What else could possibly be wrong? :roll_eyes: Well, it cites in "INTERFACE PIN FUNCTIONS" that
Pin 15 LED+ +5.0V Power supply for backlight.
Pin 16 LED- 0V The backlight ground.
... but warns: "NOTE: Do not connect +5V directly to the backlight terminals. This will ruin the backlight."

wvmarle:
Wow, that's a turbo-backlight you got installed! They normally draw only about 10 mA.

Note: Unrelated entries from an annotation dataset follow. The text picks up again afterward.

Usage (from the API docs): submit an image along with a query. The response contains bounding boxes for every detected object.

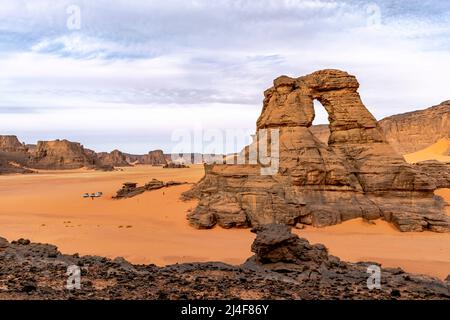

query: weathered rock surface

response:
[310,101,450,154]
[125,150,167,166]
[29,139,98,169]
[414,160,450,188]
[163,162,189,169]
[0,136,33,174]
[184,70,450,232]
[0,155,34,174]
[0,135,28,152]
[0,226,450,300]
[97,150,130,167]
[113,179,187,199]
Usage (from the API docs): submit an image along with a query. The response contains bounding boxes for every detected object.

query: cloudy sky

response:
[0,0,450,153]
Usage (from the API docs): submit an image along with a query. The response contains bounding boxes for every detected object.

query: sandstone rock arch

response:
[185,70,450,232]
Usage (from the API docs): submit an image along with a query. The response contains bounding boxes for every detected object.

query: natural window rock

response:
[184,70,450,232]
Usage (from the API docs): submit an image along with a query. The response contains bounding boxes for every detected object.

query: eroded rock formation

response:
[414,160,450,188]
[310,101,450,154]
[97,150,130,167]
[29,140,98,169]
[184,70,450,232]
[126,150,167,166]
[113,179,187,199]
[0,136,28,152]
[0,225,450,300]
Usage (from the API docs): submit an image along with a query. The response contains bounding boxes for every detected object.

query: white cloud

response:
[0,0,450,151]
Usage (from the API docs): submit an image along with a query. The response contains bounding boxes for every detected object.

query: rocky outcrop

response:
[0,225,450,300]
[0,136,28,152]
[163,162,189,169]
[126,150,167,166]
[310,101,450,154]
[29,140,98,169]
[380,101,450,154]
[97,150,130,167]
[0,136,30,168]
[184,70,450,232]
[0,159,34,175]
[414,160,450,188]
[113,179,187,199]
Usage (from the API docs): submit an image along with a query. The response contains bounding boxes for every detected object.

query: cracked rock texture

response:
[183,70,450,232]
[0,225,450,300]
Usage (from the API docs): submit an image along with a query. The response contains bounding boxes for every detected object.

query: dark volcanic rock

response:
[0,230,450,299]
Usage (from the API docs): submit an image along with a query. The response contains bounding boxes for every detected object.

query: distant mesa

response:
[126,150,168,166]
[183,70,450,232]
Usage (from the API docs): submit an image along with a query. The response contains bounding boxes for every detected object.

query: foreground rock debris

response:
[184,70,450,232]
[0,225,450,299]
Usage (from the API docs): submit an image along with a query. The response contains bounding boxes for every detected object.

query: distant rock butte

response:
[311,101,450,154]
[29,140,98,169]
[0,136,28,152]
[126,150,167,166]
[184,70,450,232]
[0,225,450,300]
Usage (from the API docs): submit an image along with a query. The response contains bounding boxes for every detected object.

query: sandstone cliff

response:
[126,150,167,166]
[184,70,450,232]
[0,136,28,152]
[311,101,450,154]
[0,136,30,173]
[29,140,98,169]
[0,225,450,300]
[97,150,130,167]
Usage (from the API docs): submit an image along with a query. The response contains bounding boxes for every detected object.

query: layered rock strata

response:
[0,226,450,300]
[310,101,450,154]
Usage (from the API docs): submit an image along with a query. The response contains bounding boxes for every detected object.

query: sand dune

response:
[404,138,450,163]
[0,166,450,278]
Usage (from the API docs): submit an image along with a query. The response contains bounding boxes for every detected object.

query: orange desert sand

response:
[0,165,450,278]
[404,138,450,163]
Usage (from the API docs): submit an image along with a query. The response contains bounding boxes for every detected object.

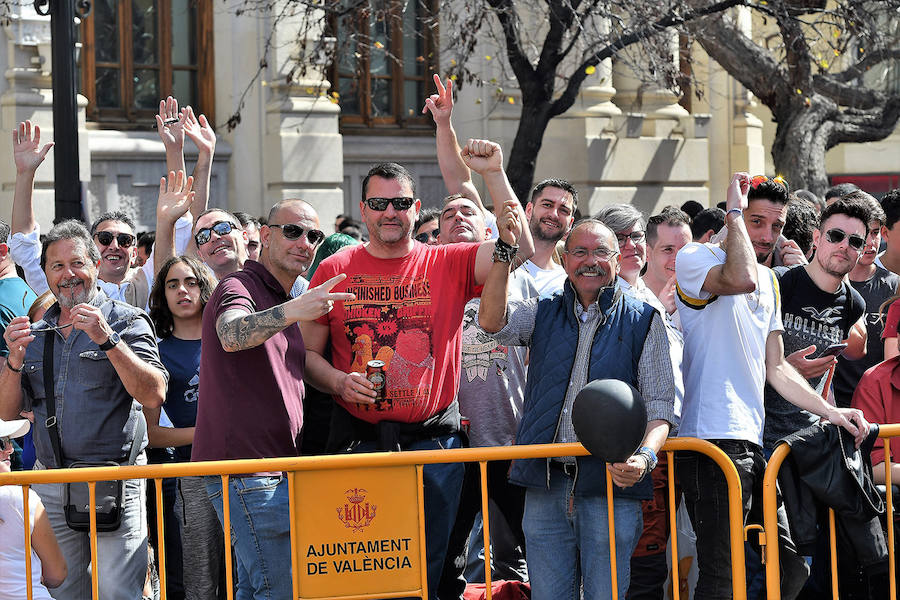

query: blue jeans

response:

Well, no. With the "R8" being "101" or 100 Ohms, it is actually about 24 mA for the backlight. But that is within the switching capabilities of a common Arduino output pin.

wvmarle:
Just about any small signal NPN transistor such as the BC547 will do fine for this application.

Indeed. Once you have figured out the value for the backlight resistor - 0.9V /100 mA = 9.1 (or 10) Ohms - then to control the backlight only you can switch the cathode of the backlight on pin 16 with a common transistor.

With the usual version of the 1602 display requiring only 300 μA plus the contrast ladder, the display logic could be switched on and off directly by an Arduino pin with no trouble at all. If you use the correct wiring of the contrast resistor to ground only, then the 11k contrast ladder will draw only 455 μA, so a total easily less than 1 mA - generally not worth switching off (and so avoiding the dangers of "phantom powering") as long as you switch off the backlight.

But that is not what that datasheet seems to claim. If you have the Adafruit display, you perhaps need to make the measurements yourself to see if the datasheet tells the truth - it should not. :astonished: Put a 100 Ohm resistor in series with the backlight and see what current it draws and what voltage appears across it.